Description
InDrops – Single cell RNA sequencing for characterizing tumor microenvironments
Ambrose Carr1,2, Vaidotas Kiseliovas1,3, Juozas Nainys2,3, Elham Azizi1, Andrew Cornish1,2, Sandhya Prabhakaran1, George Plitas1, Kasia Konopacki1, Alexander Rudensky1, Linas Mazutis1,3, Dana Pe`er1*
*Coresponding author
1Computational and Systems Biology Program, Sloan Kettering Institute, New York, USA; 2Department of Biological Sciences, Columbia University, New York, USA; 3 Institute of Biotechnology, Vilnius University, Vilnius, Lithuania
The tumor-immune microenvironment varies considerably between and within patients, with a heterogeneous array of cell subtypes likely necessary for effective elimination of tumor cells. A more precise delineation of these subtypes and their interplay is crucial to determining mechanisms of elimination of tumor cells and improving treatments. Towards understanding and harnessing the heterogeneity of tumor-infiltrating immune cells, we aimed to characterize immune cell populations in breast cancer in an unbiased genome-wide approach.

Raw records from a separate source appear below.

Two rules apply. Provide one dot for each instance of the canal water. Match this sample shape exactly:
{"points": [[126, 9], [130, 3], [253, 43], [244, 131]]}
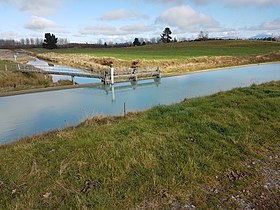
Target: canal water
{"points": [[45, 66], [27, 115]]}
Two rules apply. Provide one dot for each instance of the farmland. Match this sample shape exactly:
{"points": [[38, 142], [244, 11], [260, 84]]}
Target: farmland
{"points": [[172, 58]]}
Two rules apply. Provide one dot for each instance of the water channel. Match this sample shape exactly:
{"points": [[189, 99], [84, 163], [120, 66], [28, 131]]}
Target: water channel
{"points": [[30, 114]]}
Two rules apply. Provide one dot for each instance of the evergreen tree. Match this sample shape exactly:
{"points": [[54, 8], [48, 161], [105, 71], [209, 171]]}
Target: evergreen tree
{"points": [[50, 41], [136, 42], [165, 36]]}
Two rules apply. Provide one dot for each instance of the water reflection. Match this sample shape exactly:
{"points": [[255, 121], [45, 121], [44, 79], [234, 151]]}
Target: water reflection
{"points": [[30, 114], [133, 85]]}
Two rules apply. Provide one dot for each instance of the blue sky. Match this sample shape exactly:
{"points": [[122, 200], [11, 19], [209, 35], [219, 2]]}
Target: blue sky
{"points": [[94, 21]]}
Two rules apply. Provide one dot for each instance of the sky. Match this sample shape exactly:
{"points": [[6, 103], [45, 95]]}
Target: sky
{"points": [[97, 21]]}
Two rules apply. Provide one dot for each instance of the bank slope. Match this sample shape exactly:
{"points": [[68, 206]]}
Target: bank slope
{"points": [[220, 151]]}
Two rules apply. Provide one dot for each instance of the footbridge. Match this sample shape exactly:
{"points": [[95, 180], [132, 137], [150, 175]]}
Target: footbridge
{"points": [[109, 76]]}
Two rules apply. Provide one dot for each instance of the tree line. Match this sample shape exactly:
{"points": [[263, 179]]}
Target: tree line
{"points": [[29, 43]]}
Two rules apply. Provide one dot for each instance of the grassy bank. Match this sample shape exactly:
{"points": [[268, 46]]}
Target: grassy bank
{"points": [[12, 80], [220, 151], [172, 58]]}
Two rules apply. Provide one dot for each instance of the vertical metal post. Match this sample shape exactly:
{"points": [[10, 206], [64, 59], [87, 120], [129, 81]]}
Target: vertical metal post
{"points": [[112, 74], [113, 93], [73, 80]]}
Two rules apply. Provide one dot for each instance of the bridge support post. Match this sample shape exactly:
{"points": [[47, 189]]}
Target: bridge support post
{"points": [[73, 82], [112, 74]]}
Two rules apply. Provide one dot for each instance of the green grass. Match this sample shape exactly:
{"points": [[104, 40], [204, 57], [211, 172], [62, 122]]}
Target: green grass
{"points": [[164, 158], [7, 65], [182, 50]]}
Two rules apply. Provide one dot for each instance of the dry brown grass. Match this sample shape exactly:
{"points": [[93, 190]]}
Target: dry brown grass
{"points": [[167, 65], [11, 80]]}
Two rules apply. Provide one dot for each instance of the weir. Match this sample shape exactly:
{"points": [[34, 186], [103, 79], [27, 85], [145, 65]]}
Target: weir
{"points": [[106, 76]]}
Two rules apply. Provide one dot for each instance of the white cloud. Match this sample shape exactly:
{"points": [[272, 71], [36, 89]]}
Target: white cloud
{"points": [[137, 28], [238, 3], [113, 31], [123, 14], [188, 20], [36, 7], [243, 2], [41, 24], [8, 34], [268, 26]]}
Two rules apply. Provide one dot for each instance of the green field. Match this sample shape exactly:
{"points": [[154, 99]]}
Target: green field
{"points": [[212, 152], [182, 50]]}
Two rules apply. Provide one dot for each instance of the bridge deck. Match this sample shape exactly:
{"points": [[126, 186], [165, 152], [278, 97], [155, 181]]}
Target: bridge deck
{"points": [[122, 74]]}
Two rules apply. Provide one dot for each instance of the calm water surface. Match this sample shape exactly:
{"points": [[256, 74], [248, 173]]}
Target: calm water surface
{"points": [[30, 114]]}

We used InDrops – droplet based single cell RNA sequencing, to collect a dataset of over 50,000 single immune cell transcriptomes from 8 patients. The CD45+ cells were collected from different tissues including tumor, peripheral blood, lymph node and normal tissue from prophylactic mastectomies. For normalization, clustering, and imputing dropouts we used the Biscuit algorithm, obtaining 82 cell subpopulations revealing significant diversity of immune cells across tissues and patients. We observed that while T-cells share surface markers between blood and tissue resident cells, their gene expression is dramatically different at the global level resulting in 32 T cell clusters, where T cells in tumor span a range of activation, with the least activated T cells overlapping with those in normal tissue. Cytotoxic and regulatory T cell clusters are more abundant in tumor tissue. T cells in blood however are phenotypically different and exhibit naive characteristics. We also observed more activated tumor-associated macrophages, monocytes and pDCs in tumor tissue, and less activated monocytic cells in normal tissue.